Когда стемнело, ей не под силу стало сидеть в комнатах. Вечер такой весенний, почти совсем теплый… Она спустилась к морю и там услышала голоса. Ничего таинственного: Жоржетта, Орельен, Висконти и его супруга… Они сидели на берегy и смотрели, как с баркаса лучат рыбу. Рыбаки освещали воду факелами, а один из них, высокий, в закатанных до колен штанах, стоял на носу. Величавым движением морского бога он поднимал трезубец и вонзал его в воду, как в живую, трепещущую плоть… Где-то вдали звучала песня…
Мари-Виктуар смотрит, слушает, и никто не знает, что она здесь. Как хорошо, словно видишь, что происходит за мраморной ширмой.
Голос Висконти. Он говорит чуточку в нос и как будто пересказывает какую-то книгу. Интонации у него такие торжественные (вот так говорил в детских мечтах Мари-Виктуар таинственный дядя Арман).
— Наступает в истории момент, когда иссякают все великие идеи, когда никто больше ни во что не верит и о священных идеалах говорят только ради народа, ибо народ не знает, что священные идеалы давно умерли, и потому они еще держат его в узде. Наступает момент восхитительной свободы, неограниченной свободы умов. «Именно тогда, — говорит Валери, — на грани между порядком и беспорядком, наступает блаженный миг…»
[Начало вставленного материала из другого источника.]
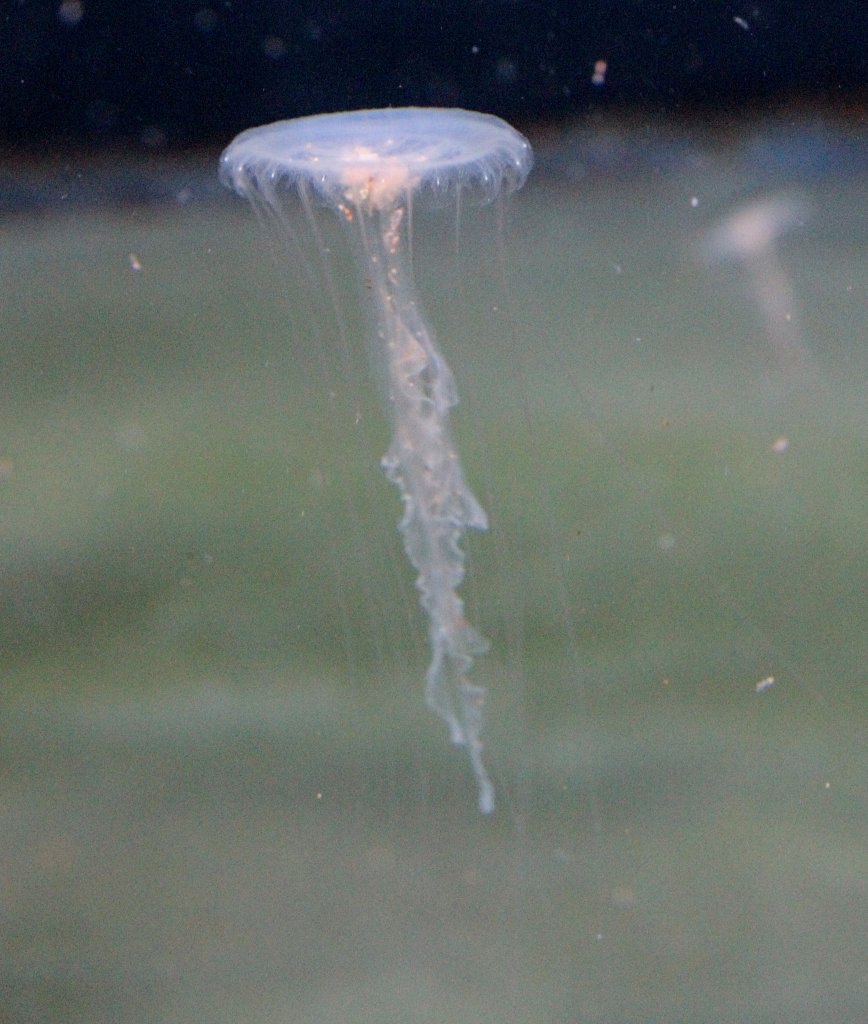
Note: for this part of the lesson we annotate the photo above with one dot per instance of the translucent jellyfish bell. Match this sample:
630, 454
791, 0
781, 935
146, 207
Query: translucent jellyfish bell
371, 167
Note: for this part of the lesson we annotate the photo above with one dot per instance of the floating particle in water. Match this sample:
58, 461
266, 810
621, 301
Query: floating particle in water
599, 76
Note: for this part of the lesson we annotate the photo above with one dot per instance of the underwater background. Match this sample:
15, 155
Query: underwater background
221, 795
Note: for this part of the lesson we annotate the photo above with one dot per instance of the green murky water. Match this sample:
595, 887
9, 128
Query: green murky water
222, 798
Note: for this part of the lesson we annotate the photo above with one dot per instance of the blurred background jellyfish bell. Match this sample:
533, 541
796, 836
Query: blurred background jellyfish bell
371, 167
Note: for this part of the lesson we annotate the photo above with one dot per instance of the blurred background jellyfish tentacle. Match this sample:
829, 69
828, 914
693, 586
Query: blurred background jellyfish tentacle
370, 166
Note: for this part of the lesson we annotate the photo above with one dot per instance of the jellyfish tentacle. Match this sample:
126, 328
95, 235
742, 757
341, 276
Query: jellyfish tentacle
438, 505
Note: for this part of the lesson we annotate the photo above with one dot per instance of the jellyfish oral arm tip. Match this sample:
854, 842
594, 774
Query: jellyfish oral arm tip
423, 463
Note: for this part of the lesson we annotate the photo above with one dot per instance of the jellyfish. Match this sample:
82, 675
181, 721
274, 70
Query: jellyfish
749, 236
371, 167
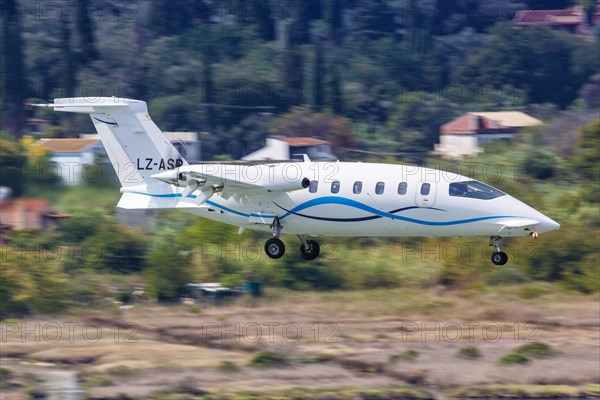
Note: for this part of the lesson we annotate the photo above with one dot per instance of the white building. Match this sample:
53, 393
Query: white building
466, 135
293, 148
70, 156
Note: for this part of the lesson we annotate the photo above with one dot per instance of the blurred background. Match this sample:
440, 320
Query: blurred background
507, 92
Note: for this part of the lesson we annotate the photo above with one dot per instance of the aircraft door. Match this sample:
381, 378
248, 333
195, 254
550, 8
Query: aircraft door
426, 194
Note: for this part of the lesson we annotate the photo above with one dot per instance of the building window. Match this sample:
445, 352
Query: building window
474, 190
335, 186
402, 187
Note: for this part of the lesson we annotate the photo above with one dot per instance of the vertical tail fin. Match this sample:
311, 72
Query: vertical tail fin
135, 145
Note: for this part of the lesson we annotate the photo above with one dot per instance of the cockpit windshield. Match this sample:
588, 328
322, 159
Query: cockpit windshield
474, 190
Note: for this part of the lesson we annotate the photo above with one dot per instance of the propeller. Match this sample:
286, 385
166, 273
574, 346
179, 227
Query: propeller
190, 186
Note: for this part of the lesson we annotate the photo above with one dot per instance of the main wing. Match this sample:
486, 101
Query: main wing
200, 182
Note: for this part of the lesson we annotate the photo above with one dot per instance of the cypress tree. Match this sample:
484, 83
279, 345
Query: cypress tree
12, 69
265, 22
318, 74
67, 61
85, 27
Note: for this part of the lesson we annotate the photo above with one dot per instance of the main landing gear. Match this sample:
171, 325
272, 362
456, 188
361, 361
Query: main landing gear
274, 247
498, 257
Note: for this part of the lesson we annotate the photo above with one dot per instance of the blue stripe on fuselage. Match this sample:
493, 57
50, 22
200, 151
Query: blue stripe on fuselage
341, 201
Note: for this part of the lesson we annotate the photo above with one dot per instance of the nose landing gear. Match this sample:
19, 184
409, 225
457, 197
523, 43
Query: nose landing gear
309, 249
274, 247
498, 257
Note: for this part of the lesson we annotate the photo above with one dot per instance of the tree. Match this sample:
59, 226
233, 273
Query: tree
318, 76
169, 18
67, 60
12, 73
544, 63
374, 19
265, 21
334, 100
85, 27
167, 272
332, 14
586, 156
12, 165
300, 120
292, 74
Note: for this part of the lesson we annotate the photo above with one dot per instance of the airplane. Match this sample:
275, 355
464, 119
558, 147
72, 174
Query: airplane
304, 198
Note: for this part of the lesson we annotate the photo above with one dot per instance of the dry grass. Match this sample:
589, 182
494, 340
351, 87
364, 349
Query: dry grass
346, 340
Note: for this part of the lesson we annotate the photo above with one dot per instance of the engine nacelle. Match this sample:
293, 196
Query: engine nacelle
285, 185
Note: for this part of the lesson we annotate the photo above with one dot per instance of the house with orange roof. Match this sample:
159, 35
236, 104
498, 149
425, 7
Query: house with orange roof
571, 20
466, 135
23, 213
70, 156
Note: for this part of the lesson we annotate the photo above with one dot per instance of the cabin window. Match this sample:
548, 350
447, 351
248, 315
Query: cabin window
335, 187
474, 190
402, 188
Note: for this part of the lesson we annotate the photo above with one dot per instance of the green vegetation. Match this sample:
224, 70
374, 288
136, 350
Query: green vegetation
513, 358
228, 366
535, 350
267, 359
526, 392
378, 76
359, 393
469, 352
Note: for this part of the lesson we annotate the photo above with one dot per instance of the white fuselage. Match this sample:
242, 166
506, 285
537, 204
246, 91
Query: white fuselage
378, 209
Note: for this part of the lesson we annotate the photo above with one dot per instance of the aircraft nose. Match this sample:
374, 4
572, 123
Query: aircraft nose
548, 225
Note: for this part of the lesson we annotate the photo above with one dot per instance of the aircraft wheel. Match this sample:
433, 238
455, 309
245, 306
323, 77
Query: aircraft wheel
499, 258
274, 248
312, 252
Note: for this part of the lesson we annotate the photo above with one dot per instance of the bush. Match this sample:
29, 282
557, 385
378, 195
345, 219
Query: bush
167, 272
536, 350
228, 366
468, 353
506, 276
266, 359
513, 358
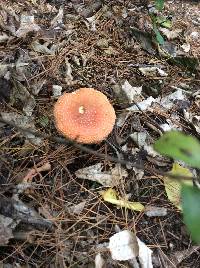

— О какой эпохе говорил это Валери? — спросила Жоржетта.
— Об эпохе Монтескье, Ватто, Пигаля… эпохе Рамо и Флориана… восхитительное время… почти подобное нашему времени — времени Валери, Берара, Жана Франка, Кокто, Жан-Блэза… Посмотрите, какой тихий вечер… Посмотрите на эти факелы, на этих рыбаков… они не знают, что все великие идеи умерли… они ловят рыбу, как ловили ее во времена древнего Рима… а песня, — вы знаете, какую песню они поют?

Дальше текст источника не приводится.